Personal accolades notwithstanding, Ball’s greatest satisfaction comes when he teams with novice players and helps them earn their first wins.
That happened most recently on Jan. 3, when Ball teamed with Zephyrhills resident Walt Shine to win a New Year’s tournament in Clearwater.
“To see how happy they are that they won — it’s that kind of thing that’s just really a thrill for me,” said Ball.
As a youth, Ball grew up playing just about every sport competitively year-round. From baseball, basketball and football, to wrestling and cross-country, Ball “always had something going on.”
He also became a “near scratch” golfer as an adult.

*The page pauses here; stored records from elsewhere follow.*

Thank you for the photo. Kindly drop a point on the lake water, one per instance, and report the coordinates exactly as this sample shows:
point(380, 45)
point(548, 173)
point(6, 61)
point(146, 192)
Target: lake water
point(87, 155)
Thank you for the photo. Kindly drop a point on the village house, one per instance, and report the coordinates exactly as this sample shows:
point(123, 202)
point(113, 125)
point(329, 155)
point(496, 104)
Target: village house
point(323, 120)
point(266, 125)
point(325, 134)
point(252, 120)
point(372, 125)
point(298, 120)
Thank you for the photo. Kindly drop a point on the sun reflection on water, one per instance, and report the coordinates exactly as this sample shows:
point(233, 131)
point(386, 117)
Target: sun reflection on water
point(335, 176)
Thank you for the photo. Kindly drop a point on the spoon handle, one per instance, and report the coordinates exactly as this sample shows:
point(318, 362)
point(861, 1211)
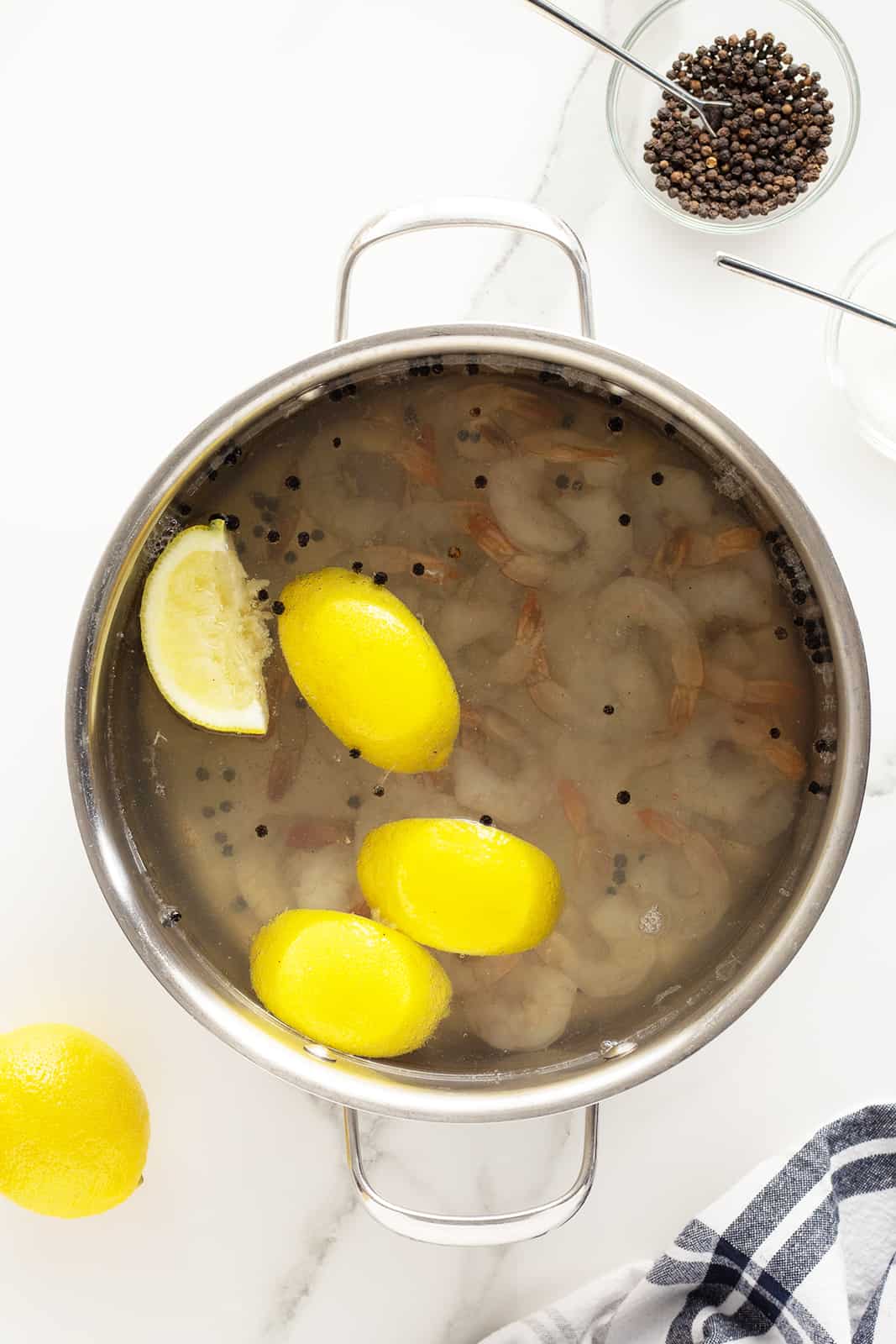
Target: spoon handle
point(747, 268)
point(567, 20)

That drive remained as Ball’s grown older, but with a focus on shuffleboard.
When asked what keeps him playing regularly, Ball said: “That’s what I do. I’m a competitive athlete; have been all my life. So, that’s just me.”
And, he doesn’t plan on changing his ways anytime soon.
Ball strives to one day surpass Peltier as the state’s all-time points leader.
As a means to extend his shuffleboard career — and maintain his health and wellness — Ball can regularly be found at the local YMCA lifting weights several days a week.
“I do a lot of things that people don’t see to keep myself in shape to compete with other people, and hopefully that will allow me to continue the way I am,” Ball said.